Abstract (max. 250 words):
Documentary literature is a mega-genre including diary, memoir, jubilee/regional book, minutes, and correspondence. This literature does not aim at artistry and its writers are far from acclaimed authors. Rather, they come from all social strata and wish to pass on their experiences and knowledge as people who lived through meaningful events and as part of their community/nation. In the Jewish-Israeli context, this motivation is amplified by the magnanimous events that befell the Jewish people in the last century and a half. My presentation offers a reading in the letters of my parents, Israeli immigrants from Erdély/Transylvania, to their sisters (each had one) in Nagyvárad/Oradea in Romania of the late 1970s and early 1980s (my paternal aunt later returned me the letters). The letters depict my parents' lives as eternal immigrants raising Israeli-born (sabra) children, and their longing for their past families and for the Várad/Erdély that once was. The very last of them bluntly tell their anguish about their deteriorating health. In my reading of the letters I wish to illustrate their nature and traits as documentary materials and their contribution to understanding Hungarian-Jewish immigrants, mostly Holocaust survivors, living in Israel of the 1950s-1970s. I shall also deal with the ways in which my reading re-writes the letters through a combination of literary-cultural research and personal memorial journey.

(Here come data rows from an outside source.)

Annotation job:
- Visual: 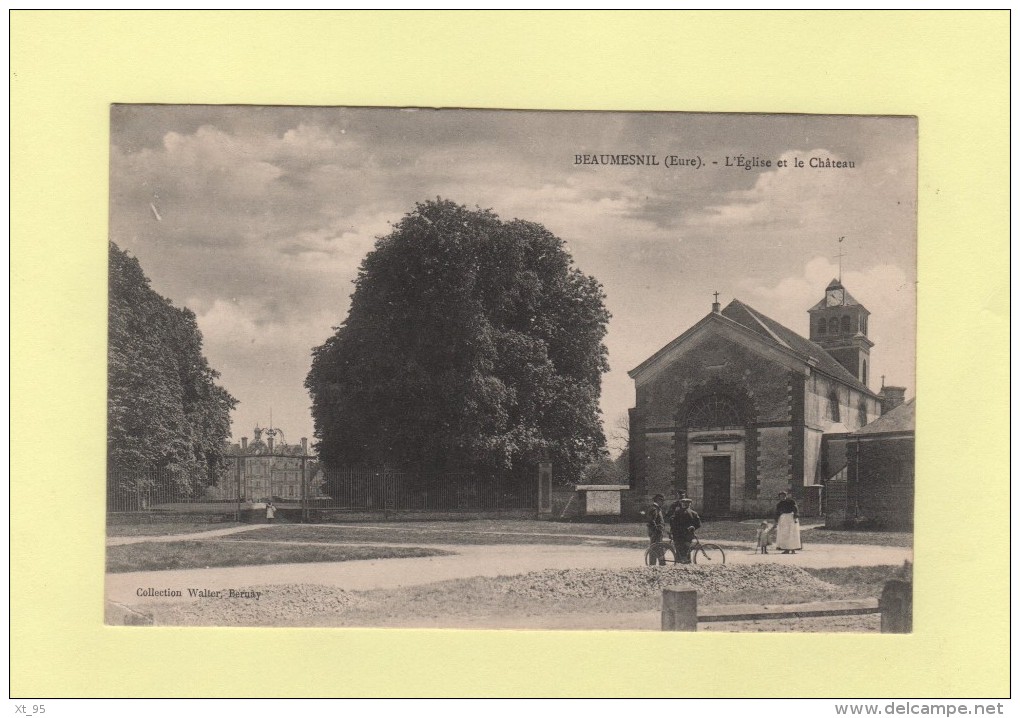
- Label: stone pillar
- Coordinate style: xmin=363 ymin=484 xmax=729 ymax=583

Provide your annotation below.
xmin=878 ymin=579 xmax=914 ymax=633
xmin=539 ymin=461 xmax=553 ymax=514
xmin=662 ymin=585 xmax=698 ymax=631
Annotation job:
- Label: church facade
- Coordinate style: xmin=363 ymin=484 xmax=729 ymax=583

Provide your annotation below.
xmin=628 ymin=279 xmax=881 ymax=517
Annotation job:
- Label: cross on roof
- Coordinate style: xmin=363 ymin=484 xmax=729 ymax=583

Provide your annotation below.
xmin=834 ymin=237 xmax=847 ymax=285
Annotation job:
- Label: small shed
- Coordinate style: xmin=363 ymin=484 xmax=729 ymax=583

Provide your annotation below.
xmin=823 ymin=399 xmax=915 ymax=530
xmin=574 ymin=483 xmax=630 ymax=516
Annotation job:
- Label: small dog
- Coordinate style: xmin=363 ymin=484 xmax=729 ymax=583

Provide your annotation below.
xmin=755 ymin=521 xmax=772 ymax=554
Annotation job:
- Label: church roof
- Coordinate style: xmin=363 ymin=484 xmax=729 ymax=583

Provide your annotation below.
xmin=808 ymin=279 xmax=870 ymax=313
xmin=722 ymin=299 xmax=871 ymax=394
xmin=854 ymin=399 xmax=914 ymax=435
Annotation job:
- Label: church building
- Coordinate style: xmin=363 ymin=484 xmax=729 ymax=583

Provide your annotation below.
xmin=629 ymin=279 xmax=881 ymax=517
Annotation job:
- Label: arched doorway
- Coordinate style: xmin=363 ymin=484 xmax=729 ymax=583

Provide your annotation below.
xmin=684 ymin=392 xmax=745 ymax=516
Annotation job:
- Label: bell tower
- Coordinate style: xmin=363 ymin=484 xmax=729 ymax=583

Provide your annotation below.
xmin=808 ymin=279 xmax=875 ymax=387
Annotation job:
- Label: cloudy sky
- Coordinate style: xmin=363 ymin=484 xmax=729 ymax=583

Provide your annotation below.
xmin=110 ymin=105 xmax=917 ymax=449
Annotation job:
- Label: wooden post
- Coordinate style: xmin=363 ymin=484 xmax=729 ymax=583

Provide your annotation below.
xmin=539 ymin=461 xmax=553 ymax=514
xmin=878 ymin=579 xmax=914 ymax=633
xmin=662 ymin=585 xmax=698 ymax=630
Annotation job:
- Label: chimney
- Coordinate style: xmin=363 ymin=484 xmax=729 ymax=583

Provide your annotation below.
xmin=878 ymin=387 xmax=907 ymax=414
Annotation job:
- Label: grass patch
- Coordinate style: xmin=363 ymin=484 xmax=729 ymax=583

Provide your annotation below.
xmin=106 ymin=541 xmax=449 ymax=573
xmin=234 ymin=520 xmax=913 ymax=549
xmin=106 ymin=521 xmax=241 ymax=536
xmin=316 ymin=569 xmax=857 ymax=626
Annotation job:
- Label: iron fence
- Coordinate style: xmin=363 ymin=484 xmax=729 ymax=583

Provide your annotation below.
xmin=106 ymin=463 xmax=538 ymax=513
xmin=320 ymin=468 xmax=538 ymax=512
xmin=106 ymin=467 xmax=237 ymax=513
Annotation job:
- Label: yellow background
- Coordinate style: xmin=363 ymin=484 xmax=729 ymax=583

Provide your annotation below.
xmin=10 ymin=11 xmax=1010 ymax=697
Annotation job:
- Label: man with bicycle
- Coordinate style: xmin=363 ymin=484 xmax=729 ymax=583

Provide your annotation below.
xmin=669 ymin=497 xmax=701 ymax=563
xmin=644 ymin=494 xmax=666 ymax=566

Brief Professional Bio (max. 100 words):
Ilana Rosen is Associate Professor of Hebrew Literature at the Ben Gurion University of the Negev at Beer Sheva, Israel. She studies documentary literature of Jews of Central-Eastern Europe, with stress on their Holocaust memory and narrative, as well as the multi-ethnic narrative of emigrants to south of Israel. Her publications include: Sister in Sorrow – Life Histories of Female Holocaust Survivors from Hungary (Detroit: Wayne State University Press, 2008), winner of the 2009 American Folklore Society (AFS) Elli Köngäs-Maranda prize for women's studies; Soul of Saul – the Life, Narrative, and Proverbs of a Transylvanian-Israeli Grandfather (Burlington: Vermont University, 2011).